Here's a typical week after adopting this workflow:

Monday: Review backlog. Pick up remaining tasks from last week. Ship 2-3 PRs before lunch.

Tuesday: Design a new feature with /architect. Break it into tasks. Start implementing.

Wednesday: Continue implementation. Ship the remaining tasks from Tuesday's feature. Handle a quick bug fix with /quick.

Thursday: Design the next feature. Break it into tasks. Start implementing.

Friday: Ship what I can. Log remaining tasks for Monday. Deploy.

I'm shipping 2-3 features per week. Each feature goes through a proper design review (by me, reviewing the agent's design) and produces small, clean PRs. The git history is readable. The codebase is consistent. I sleep well knowing the architecture is something I approved, not something the AI decided at 2am.

The Solo Dev Advantage

Here's something people don't talk about enough: solo developers with structured AI workflows are faster than small teams. No standups. No merge conflicts from parallel work. No waiting for code reviews from teammates in a different timezone. No alignment meetings. No Jira ticket grooming.

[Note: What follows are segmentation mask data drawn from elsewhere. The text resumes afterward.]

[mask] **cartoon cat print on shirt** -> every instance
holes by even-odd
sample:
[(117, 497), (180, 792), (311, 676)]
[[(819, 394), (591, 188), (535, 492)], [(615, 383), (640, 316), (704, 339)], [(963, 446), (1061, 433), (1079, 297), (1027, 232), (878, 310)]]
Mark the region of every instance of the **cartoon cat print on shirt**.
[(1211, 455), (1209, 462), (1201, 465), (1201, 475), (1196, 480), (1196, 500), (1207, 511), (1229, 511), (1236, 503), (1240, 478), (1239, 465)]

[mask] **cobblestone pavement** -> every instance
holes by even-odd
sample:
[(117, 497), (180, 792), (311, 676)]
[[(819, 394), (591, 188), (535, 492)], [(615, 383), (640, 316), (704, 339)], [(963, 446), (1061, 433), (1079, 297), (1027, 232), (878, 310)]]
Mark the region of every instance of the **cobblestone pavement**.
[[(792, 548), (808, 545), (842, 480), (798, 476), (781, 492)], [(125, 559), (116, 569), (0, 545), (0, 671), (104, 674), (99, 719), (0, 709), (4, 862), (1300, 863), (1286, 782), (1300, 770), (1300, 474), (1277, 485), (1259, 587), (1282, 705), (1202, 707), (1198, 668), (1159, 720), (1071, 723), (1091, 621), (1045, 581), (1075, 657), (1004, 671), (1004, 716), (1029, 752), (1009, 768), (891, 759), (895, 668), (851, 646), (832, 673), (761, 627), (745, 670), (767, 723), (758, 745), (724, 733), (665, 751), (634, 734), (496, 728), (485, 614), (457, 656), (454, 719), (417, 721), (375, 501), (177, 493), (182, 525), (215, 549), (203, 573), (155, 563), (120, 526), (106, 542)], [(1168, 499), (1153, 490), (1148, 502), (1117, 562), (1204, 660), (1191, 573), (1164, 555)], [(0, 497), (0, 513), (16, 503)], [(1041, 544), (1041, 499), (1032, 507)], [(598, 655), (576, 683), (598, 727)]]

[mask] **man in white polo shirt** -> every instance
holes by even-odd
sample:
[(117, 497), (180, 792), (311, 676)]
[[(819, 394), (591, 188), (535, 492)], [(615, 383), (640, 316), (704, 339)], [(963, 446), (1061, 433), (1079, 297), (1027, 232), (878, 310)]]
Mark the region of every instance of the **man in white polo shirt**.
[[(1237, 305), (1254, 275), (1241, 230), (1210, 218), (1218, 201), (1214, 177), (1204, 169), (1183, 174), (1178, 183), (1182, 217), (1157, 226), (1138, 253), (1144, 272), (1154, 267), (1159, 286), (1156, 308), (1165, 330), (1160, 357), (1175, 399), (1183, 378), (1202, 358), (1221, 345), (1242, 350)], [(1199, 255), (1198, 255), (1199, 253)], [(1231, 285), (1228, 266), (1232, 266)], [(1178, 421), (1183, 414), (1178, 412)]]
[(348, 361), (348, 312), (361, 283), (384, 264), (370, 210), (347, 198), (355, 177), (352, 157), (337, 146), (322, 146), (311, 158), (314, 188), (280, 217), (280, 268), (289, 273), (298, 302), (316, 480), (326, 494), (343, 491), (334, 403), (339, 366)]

You think, the agent designs, you approve, the agent builds, you review, you merge. The entire feedback loop is measured in minutes, not days. The overhead of a structured workflow is 5-10 minutes per feature — that's your design review and task approval. In exchange, you get clean architecture, focused PRs, and zero rework.

One person. One AI agent. A structured workflow. That's the new startup team.